16 June 2015

Over the Hurdle of Multilingualism to Global Leadership

The Digital Single Market (DSM) has been declared a European priority by the European Commission. Rightfully so! Software eats everything and particularly eCommerce is enjoying dramatic growth rates and thus heavy investment. VP Andrus Ansip  has nicely summarized the vision of the Digital Single Market: “Consumers need to be able to buy the best products at the best prices, wherever they are in Europe.”

Today, unfortunately, that means that the consumer is in most cases spending her/his money on a non-European site. The numbers are actually shocking: according to a recent Commission infographic the Digital Market today is made up by 39% national online services (likely not giving you the best deal) and 57% by US-based online services. EU cross-border, however, represents only a minuscule four percent!

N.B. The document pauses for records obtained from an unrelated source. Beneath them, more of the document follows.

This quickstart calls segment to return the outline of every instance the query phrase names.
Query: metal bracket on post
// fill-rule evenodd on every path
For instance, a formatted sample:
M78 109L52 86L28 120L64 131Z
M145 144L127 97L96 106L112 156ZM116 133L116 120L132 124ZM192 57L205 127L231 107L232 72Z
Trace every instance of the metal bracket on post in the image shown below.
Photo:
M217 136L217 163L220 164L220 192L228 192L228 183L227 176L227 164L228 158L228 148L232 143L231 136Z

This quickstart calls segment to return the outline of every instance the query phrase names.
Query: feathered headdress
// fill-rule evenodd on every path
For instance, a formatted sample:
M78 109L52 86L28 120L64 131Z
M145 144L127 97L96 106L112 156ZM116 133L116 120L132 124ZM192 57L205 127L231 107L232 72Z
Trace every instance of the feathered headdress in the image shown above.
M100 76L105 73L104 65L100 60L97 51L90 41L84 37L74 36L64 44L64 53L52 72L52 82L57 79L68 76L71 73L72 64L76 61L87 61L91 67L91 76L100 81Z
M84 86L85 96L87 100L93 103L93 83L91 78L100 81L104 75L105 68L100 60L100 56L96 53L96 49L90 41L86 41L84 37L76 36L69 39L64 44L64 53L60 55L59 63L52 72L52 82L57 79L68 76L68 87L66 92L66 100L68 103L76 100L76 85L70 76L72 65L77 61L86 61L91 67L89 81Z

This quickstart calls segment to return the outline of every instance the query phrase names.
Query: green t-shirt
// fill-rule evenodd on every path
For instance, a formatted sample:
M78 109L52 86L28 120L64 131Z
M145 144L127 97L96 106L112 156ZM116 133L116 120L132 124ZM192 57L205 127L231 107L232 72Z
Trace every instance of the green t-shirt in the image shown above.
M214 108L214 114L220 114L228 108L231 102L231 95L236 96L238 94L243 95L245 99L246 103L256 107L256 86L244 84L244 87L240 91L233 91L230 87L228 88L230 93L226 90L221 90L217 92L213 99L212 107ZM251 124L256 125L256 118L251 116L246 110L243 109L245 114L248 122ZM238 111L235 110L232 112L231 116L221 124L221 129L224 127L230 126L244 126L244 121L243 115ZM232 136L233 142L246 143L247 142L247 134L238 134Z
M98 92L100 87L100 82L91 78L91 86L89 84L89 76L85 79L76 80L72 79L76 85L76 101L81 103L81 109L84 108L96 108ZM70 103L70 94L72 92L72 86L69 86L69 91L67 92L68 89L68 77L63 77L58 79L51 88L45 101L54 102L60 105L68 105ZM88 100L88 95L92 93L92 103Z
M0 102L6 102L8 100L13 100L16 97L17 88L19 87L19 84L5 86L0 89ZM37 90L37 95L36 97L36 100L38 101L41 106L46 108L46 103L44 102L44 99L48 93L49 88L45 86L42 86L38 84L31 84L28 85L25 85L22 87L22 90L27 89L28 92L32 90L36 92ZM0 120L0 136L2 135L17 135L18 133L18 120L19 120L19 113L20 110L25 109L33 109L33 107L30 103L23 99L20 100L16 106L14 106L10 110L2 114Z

Given also the potential for growth and new jobs, the Commission has launched a digital strategy to pave the way towards the DSM. It lists many laudable initiatives, like affordable parcel delivery costs, tackling of geo-blocking, simplifying VAT arrangements (after they just have been made unmanageable for cross-border SMEs), modernizing copyright, and strengthening European data protection rules. All this will surely help, but does it really address the core challenge of the Digital Single Market?

Commissioner Oettinger  recently stated that "a Polish citizen being refused to buy products on a German website is not compatible with the idea of Europe". I am not so sure whether that online business is really rejecting the customer. Why should it? It probably rather has a hard time communicating with this customer. But worse, the Polish citizen likely never managed to find the German website. A simple search already breaks the vision of border-less shopping. Enter a string in your language and the search results will already trap you in your national market. But even if a product name search crossed these language silos, the Polish citizen probably won’t understand what the German website is offering and under which conditions.

The main hurdle towards a Digital Single Market are Europe’s many languages. It’s amazing how politics, but also business, have overlooked this so far! Or maybe rather chosen to ignore it? Perhaps because they don’t know how to solve it? The big investments in technologies to overcome the language barrier have often produced only academic results. The field is dominated by research institutions and small niche players. This makes it hard to discover, purchase, and deploy language technology solutions.

Luckily, language technologies can today indeed enable the Polish citizen to find, buy, and use a German product or vice versa. By using data-driven approaches, innovative language technologies such as search, automatic translation, voice recognition, knowledge management, sentiment analysis, and many others, have achieved acceptable quality for the major languages. They are ready to be deployed in European eCommerce sites.

However, for achieving the vison of the Digital Single Market, we have to support at least all our 24 official languages and those of our most important trading partners. This requires a basic natural language processing (NLP) infrastructure. The European Language Technology industry is therefore pushing for the European Language Cloud (ELC), a public infrastructure providing the basic functionality required to process unstructured content. Through an API the ELC provides basic language technology services such as tokenization, named entity detection, etc. for all languages, in the same base quality, under the same favorable terms.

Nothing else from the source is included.